3. The Total Addressable Market (TAM)
The businesses that VCs fund don’t address the needs of niche markets, which consist of a couple of hundred or a couple of thousand customers. They like to start out with what they call a beachhead market – which could be a smaller segment with the possibility of growing into adjacent segments and geographies with results in a large target addressable market with many thousands of customers. Once the company dominates their beachhead market and achieved product market fit, they scale the business to new customer segments.
4. The Traction
VCs are not angel investor where you might just have a product or service you want to offer, and you have no customers.
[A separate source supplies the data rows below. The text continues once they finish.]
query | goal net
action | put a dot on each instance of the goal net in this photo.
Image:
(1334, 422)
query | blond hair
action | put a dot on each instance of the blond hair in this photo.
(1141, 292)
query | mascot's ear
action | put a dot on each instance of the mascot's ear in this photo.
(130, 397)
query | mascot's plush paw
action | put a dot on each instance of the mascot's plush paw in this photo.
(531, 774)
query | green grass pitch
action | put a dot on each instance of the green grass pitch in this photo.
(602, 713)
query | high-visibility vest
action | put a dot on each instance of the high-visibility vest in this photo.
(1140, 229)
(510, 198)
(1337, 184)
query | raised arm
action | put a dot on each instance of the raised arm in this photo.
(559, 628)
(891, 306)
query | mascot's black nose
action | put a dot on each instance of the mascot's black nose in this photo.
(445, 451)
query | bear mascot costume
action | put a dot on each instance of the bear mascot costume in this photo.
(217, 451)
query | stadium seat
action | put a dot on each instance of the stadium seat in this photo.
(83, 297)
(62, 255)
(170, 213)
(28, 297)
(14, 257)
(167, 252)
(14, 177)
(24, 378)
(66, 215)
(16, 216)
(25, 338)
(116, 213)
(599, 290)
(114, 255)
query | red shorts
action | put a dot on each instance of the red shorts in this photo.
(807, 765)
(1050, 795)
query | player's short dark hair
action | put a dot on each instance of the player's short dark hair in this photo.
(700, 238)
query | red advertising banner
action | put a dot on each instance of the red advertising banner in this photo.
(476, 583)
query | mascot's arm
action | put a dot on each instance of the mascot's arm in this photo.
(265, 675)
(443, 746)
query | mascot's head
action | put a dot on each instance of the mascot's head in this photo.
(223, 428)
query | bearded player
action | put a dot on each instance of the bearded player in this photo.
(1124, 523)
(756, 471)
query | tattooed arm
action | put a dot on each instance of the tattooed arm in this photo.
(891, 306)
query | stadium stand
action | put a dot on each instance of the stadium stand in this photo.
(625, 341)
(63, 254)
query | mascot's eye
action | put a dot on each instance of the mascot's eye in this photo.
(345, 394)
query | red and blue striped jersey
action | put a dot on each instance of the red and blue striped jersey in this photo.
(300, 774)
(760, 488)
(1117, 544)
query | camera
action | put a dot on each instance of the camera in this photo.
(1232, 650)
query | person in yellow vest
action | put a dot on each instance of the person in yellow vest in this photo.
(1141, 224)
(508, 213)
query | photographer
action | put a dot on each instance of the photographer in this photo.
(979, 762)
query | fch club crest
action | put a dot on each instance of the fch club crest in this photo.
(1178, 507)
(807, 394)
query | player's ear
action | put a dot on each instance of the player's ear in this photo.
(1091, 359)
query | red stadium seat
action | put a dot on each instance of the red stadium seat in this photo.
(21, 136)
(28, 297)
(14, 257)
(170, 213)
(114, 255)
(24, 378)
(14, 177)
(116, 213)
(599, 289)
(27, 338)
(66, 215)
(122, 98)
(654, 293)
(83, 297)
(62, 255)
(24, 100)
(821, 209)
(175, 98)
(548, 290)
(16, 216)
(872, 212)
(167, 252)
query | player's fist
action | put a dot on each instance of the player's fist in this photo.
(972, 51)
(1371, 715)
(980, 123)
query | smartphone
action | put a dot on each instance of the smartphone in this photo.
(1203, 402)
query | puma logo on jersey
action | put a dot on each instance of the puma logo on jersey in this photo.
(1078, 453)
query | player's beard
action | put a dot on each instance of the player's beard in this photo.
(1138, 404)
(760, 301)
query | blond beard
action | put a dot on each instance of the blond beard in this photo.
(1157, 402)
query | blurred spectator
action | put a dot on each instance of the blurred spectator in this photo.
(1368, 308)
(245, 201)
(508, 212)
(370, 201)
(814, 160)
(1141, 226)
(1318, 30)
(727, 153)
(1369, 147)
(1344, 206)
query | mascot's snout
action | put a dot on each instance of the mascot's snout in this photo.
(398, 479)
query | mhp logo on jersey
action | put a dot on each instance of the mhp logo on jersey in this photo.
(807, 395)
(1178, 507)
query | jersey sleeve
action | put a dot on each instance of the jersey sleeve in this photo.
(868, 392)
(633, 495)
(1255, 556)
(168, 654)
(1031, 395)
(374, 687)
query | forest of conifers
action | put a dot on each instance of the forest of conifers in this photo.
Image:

They want to see that you have customers already; that clients absolutely love the product, they are obsessed about the product and are prepared to pay a fair market price for the product. The second thing about traction is that because they’re a growth investor, they want to see double digit growth, month on month. They also want to see that there’s a path to profitability, because in the old days, it was just growth at all costs – you don’t really care about the bottom line, only the top line.
5. The Trenches
Let’s assume you have a technology that’s 18 months ahead of the competition, you have a “Moat around the castle”. This could be a feature of your technology, it could be the entire technology stack, it could also be some strategic/distribution partnerships, even certain customers who’s cost to switch would be very high– in other words, it’s defensible against the competition. But you have to recognize that the competitors will also be innovating to catch up and the startup must be able to keep innovating and stay 18 months ahead of the competition. The top founders know their competition cold. They don’t mock the competition or, say they don’t exist, or not acknowledge their strengths. They know where they are strong, and where the others are strong.